L’unité maximale : les GJ n’ont rien à perdre
Contrairement à l’unité minimale, l’unité maximale ne se contente de rien. C’est contre toutes les limites auxquelles on se retrouve confrontés qu’on la réalise. Elle apparaît au fur et à mesure quand toutes nos situations particulières se transforment en une position commune, à force d’entente, de confrontation, d’élaboration collective. C’est une unité de rupture. Ce bouleversement dans nos vies se traduit par le refus collectif de notre situation de sans-réserves, travailleurs ou chômeurs. Il est souvent question des artisans, des petits patrons ou encore des auto-entrepreneurs (souvent salariés déguisés) chez les GJ. En effet, chez certains, la faillite est pour demain et c’est pour ça qu’il y a un sens à leur présence dans le mouvement. Seulement, ce n’est pas à la masse des sans-réserves que nous sommes de nous aligner sur les petits patrons. Lutter pour leur intérêt particulier, c’est revendiquer une meilleure marche du capitalisme pour eux, tandis que nous, que ça marche ou pas, on est toujours dans la même position de prolétaires sans-réserves. La concurrence et la ruine les ramèneront à nos côtés, nous qui n’avons rien à défendre à part nous-mêmes. C’est en ce sens que l’unité maximale part de la situation des gens qui n’ont rien à faire valoir comme monnaie d’échange dans ce monde marchand. Voilà la seule unité qui vaille le coup d’être explorée pour en finir avec cette vie de merde. L’unité par et pour ceux qui veulent en finir radicalement avec ce système.

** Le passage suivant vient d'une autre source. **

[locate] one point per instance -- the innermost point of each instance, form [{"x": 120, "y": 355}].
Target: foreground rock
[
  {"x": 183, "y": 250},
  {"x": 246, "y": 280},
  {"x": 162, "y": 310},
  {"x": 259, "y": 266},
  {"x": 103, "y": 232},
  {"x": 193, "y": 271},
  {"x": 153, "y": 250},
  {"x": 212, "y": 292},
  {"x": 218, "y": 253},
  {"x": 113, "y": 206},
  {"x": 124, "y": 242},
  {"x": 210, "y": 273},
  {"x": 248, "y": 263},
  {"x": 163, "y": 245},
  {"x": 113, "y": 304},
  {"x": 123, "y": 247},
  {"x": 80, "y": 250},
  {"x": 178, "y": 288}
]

Mais l’unité maximale est-elle en mesure d’exister en dehors d’une révolution ? Rien n’est moins sûr. Sans ce mouvement, nous sommes tous renvoyés à nos situations particulières et à notre isolement. Nous sommes encore des dizaines de milliers à vouloir nous battre contre l’écrasement que le capitalisme et ses États nous font subir. Et peu veulent lâcher l’affaire. Nous avons tous fait l’expérience d’un mouvement sans tête, irrécupérable, incontrôlable et offensif. Ce ne sont pas les GJ d’aujourd’hui qui vont abattre seuls le système mais notre façon de faire s’apparente à un virus particulièrement volatile que tout un chacun peut attraper. On a beaucoup de bonnes idées à partager avec les gens qui galèrent comme nous ! Il ne suffira pas de demander aux gens de nous rejoindre dans la rue. Il faut dès à présent aller sur les zones de conflit comme beaucoup de GJ l’ont déjà fait précédemment et y défendre la solidarité et l’autonomie des luttes contre tout ce qui fait qu’on perd depuis des années. Le gouvernement va continuer à attaquer tout ce qu’il peut attaquer, mais un spectre hante son monde et il porte un putain de gilet jaune. Bouh !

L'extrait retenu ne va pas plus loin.